La stampa è un altro delicato e particolare passaggio della produzione. I colori originari sono particolarmente difficili da riprodurre, numerose prove di stampa vengono effettuate prima di essere certi che il risultato finale riproduca fedelmente la bellezza dell’originale. Dei fogli è prima stampato il fronte e una volta asciutto il retro. L’applicazione dell’oro è particolarmente difficoltosa in quanto le parti dorate originali sono spesso molto piccole e i dettagli minuziosi.

L’ultimo passaggio è quello della rilegatura: un esperto di questa tecnica lega artigianalmente le pagine con fili di canapa e le inserisce nella copertina; tutti questi passaggi sono realizzati a mano affinché il codice possa essere una perfetta replica dell’originale. Sono poi aggiunti i dettagli, i fregi e le decorazioni che impreziosiscono l’esterno dell’opera e ne arricchiscono il valore.
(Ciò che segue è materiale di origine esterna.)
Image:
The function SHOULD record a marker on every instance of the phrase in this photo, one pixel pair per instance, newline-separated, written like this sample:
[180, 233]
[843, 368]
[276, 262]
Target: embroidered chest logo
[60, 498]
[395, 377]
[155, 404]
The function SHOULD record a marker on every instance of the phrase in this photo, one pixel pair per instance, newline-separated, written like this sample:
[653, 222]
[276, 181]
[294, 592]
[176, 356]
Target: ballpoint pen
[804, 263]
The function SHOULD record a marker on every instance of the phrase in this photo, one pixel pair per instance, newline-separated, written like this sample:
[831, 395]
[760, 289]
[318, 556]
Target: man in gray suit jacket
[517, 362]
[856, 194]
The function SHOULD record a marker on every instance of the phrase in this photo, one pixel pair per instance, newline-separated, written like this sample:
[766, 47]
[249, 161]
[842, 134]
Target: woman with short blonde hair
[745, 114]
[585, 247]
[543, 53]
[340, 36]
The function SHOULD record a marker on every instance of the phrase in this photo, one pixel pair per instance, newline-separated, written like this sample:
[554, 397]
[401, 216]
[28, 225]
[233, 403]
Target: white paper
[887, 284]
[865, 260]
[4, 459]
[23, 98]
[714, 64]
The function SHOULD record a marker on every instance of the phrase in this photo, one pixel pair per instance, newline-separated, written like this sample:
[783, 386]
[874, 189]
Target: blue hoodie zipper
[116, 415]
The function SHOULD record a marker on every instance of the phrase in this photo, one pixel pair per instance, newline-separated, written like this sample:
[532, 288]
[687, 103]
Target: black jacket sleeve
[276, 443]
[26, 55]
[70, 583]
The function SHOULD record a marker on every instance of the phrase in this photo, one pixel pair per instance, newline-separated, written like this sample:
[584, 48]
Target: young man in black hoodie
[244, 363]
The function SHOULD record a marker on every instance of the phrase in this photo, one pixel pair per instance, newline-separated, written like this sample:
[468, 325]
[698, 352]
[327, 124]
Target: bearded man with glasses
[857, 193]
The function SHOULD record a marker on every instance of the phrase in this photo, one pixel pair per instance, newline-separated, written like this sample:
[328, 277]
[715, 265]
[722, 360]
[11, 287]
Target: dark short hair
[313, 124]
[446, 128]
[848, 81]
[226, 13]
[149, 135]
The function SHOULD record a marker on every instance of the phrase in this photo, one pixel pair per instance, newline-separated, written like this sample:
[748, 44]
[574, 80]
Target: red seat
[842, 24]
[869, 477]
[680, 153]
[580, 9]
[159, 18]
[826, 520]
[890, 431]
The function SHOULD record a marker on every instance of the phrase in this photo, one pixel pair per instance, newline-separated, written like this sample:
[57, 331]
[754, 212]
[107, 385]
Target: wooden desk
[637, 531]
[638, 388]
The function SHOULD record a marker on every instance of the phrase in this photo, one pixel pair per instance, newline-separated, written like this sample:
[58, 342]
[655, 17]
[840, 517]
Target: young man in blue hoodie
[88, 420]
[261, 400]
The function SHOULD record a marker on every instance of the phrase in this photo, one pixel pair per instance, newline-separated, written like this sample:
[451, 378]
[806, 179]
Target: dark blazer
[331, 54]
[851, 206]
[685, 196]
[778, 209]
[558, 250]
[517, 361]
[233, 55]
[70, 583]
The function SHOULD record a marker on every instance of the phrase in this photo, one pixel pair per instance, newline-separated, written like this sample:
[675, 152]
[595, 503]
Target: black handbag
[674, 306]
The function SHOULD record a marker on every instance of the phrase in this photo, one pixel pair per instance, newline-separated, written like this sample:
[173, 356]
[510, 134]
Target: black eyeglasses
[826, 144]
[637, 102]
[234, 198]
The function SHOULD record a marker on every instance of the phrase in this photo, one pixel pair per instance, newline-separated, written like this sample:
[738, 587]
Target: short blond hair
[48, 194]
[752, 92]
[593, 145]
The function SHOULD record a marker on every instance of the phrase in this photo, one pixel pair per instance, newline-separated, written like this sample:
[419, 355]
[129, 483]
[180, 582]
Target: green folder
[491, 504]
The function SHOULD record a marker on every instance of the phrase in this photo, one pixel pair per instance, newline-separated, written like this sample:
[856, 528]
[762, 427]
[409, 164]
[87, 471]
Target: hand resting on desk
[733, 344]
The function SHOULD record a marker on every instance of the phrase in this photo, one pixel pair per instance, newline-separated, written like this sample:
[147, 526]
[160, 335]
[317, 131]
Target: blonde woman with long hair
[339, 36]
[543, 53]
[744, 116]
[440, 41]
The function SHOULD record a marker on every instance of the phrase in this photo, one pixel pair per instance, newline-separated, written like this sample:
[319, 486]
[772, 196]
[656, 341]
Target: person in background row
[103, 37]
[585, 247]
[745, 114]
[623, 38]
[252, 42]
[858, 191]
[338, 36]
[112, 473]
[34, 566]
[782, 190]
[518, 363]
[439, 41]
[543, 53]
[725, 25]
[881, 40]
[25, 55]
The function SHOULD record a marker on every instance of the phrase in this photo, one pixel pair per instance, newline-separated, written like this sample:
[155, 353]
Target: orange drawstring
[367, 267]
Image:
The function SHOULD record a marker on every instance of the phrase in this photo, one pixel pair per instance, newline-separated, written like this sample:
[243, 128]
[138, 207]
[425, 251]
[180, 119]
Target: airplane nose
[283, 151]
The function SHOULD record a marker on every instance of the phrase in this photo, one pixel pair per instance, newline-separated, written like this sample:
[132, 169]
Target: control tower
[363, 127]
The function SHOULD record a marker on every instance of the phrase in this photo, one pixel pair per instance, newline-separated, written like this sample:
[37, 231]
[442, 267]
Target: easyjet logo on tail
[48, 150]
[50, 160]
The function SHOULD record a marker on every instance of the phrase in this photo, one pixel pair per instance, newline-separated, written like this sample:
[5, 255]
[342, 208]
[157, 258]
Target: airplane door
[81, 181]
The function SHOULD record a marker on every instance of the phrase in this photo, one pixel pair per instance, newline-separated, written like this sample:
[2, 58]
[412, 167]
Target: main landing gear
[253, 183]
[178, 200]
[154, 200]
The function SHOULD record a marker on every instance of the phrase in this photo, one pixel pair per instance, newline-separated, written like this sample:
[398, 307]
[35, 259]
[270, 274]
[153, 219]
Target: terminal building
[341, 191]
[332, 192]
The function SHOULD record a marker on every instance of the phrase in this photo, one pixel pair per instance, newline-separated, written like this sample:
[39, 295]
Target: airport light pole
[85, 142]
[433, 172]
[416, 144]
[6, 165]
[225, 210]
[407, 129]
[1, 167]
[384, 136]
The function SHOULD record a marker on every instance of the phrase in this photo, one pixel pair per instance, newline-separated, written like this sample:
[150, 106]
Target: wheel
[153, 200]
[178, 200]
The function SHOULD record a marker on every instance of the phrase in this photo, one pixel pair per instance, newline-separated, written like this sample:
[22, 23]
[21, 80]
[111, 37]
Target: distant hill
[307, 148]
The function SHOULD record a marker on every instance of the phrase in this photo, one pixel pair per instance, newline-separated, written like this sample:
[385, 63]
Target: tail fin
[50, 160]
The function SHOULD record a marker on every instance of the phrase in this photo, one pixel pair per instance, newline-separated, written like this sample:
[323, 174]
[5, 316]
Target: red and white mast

Terminata la riproduzione dopo il lungo periodo di realizzazione ci troviamo davanti vere e proprie opere d’arte che trasmettono tutta la passione e la dedizione di chi ha lavorato alla loro produzione, ma anche e soprattutto permettono di vivere l’emozione di un’opera che racconta una storia che ha attraversato i secoli per arrivare fino al nostro tempo.